Wahai Manusia, Kurangi Beli Kopi Kalau Mau Kaya Raya

Jakarta, CNBC Indonesia - Sebelum Starbucks berdiri pada 1971, masyarakat dunia belum banyak yang ngopi ke kedai atau kafe. Barulah saat Starbucks dibentuk di Seattle, AS, pada tahun tersebut oleh Jerry Baldwin, Zev Siegl dan Gordon Bowker, mulai ada perubahan budaya minum kopi.
Jika sebelumnya ngopi adalah kegiatan yang dikonsumsi di rumah, maka setelahnya tidak lagi demikian. Ngopi adalah kegiatan yang harus dilakukan di luar rumah, sembari ngobrol bersama rekan dan kerja. Dan sejak itulah, kedai kopi bermunculan pesat di AS yang kemudian merembet ke seluruh dunia.
Hasilnya dapat dilihat di masa kini. Minum atau membeli produk kopi dari kafe sudah menjadi budaya baru yang tak bisa dilepaskan. Itu semua dibarengi dengan masifnya pembukaan kafe yang menjajakan kopi.
Situs Statista menyebut terdapat 2.331 outlet kopi di seluruh Indonesia pada 2020. Seluruhnya menjadi sahabat setia para pekerja, mahasiswa, atau pelajar dalam berkegiatan.

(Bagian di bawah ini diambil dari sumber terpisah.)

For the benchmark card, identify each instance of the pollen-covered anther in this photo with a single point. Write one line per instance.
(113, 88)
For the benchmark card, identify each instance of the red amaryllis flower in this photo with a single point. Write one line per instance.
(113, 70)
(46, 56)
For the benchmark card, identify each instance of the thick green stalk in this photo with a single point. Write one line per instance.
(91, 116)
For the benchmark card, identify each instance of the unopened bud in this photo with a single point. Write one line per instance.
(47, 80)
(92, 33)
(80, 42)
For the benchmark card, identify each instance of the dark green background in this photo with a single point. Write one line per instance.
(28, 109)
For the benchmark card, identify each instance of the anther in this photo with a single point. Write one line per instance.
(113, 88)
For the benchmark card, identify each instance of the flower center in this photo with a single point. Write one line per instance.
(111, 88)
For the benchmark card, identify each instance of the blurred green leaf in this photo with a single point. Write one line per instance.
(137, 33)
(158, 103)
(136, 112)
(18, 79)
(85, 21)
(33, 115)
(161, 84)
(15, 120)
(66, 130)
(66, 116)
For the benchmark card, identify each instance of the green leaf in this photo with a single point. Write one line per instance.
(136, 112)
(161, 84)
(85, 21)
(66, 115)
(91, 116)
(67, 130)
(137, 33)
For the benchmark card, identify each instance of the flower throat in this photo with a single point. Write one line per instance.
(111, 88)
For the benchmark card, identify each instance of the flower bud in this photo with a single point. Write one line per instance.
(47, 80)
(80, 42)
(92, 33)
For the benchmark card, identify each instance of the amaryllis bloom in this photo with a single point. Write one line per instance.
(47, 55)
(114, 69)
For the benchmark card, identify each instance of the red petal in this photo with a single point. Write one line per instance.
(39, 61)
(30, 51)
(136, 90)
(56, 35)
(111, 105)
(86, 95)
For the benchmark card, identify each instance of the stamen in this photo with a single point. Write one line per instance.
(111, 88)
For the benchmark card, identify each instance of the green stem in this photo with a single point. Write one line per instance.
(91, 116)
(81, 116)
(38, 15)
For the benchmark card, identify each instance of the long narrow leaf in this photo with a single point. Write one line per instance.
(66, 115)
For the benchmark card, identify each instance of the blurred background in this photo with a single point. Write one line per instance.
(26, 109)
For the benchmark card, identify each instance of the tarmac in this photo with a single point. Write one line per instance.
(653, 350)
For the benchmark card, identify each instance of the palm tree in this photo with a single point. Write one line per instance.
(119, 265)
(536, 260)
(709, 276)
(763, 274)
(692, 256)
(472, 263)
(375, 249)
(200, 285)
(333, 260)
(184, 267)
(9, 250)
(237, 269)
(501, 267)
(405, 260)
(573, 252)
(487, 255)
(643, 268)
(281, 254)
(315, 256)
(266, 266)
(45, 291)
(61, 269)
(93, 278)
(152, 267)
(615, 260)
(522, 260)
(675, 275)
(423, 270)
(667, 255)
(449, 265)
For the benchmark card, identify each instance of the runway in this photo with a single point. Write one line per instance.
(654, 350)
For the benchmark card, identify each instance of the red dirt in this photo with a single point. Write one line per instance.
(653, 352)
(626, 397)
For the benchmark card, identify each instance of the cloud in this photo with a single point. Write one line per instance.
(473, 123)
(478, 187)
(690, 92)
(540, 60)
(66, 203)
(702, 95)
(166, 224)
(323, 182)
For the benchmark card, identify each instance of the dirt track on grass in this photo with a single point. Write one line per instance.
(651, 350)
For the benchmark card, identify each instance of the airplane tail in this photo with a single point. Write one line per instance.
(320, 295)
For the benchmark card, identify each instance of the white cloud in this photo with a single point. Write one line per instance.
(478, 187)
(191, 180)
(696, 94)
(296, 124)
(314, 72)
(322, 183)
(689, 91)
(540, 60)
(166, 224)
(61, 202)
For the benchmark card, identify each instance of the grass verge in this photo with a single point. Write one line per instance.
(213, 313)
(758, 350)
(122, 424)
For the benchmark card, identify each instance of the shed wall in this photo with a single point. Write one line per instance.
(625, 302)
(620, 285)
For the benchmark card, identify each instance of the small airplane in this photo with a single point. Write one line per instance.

Mereka rutin membeli kopi yang berharga paling murah Rp 15 ribu itu.
Namun, menurut pakar finansial David Bach kepada CNBC International kebiasaan ini membuat waktu orang untuk kaya raya bisa makin lama. Membeli kopi adalah pengeluaran kecil yang sering dilakukan orang.
Masalahnya, orang sering kali lupa bahwa keluarnya uang untuk minum kopi setiap harinya bisa memberikan hasil besar jika digunakan dengan baik. Apabila uang itu dialihkan ke hal-hal produktif, maka uang tersebut bisa membuat pundi-pundi kekayaan kita bertambah.
Hal inilah yang kemudian disebut David sebagai The Latte Factor. Senada dengan David, financial advisor Suze Orman di The Atlantic juga menyebut membeli kopi di kafe adalah upaya pemborosan, terutama di kalangan anak muda.
"Menyeduh kopi di rumah lebih murah, membelinya di tempat lain sama saja dengan menghambur-hamburkan uang. Padahal, uangnya bisa menjadi sesuatu bermanfaat jika tidak disia-siakan begitu saja," kata Orman.
Meski begitu, Amanda Mull di The Atlantic memberikan solusi jalan tengah atas hal. Menurutnya, seseorang sah-sah saja membeli kopi di kafe asalkan pengeluarannya tercatat sehingga bisa menjadi evaluasi sebagai bentuk kesadaran diri.
Dan yang terpenting, pembelian kopi setiap harinya harus disertai dengan kemampuan yang sepadan. Maksudnya, jangan sampai berhutang atau menunda kewajiban pembayaran hanya untuk secangkir kopi.
Lebih lanjut, menurut penulis buku Rich Kids: How to Raise Our Children to Be Happy and Successful in Life Tom Corley, membeli kopi setiap hari tidak menjadi masalah.
Asalkan dibarengi juga dengan kebiasaan menabung dan berinvestasi, sehingga tetap berada di jalur keuangan jangka panjang. Jika dua hal itu sudah terpenuhi, maka boleh saja menghabiskan uang self-healing, seperti liburan, berbelanja, termasuk membeli kopi.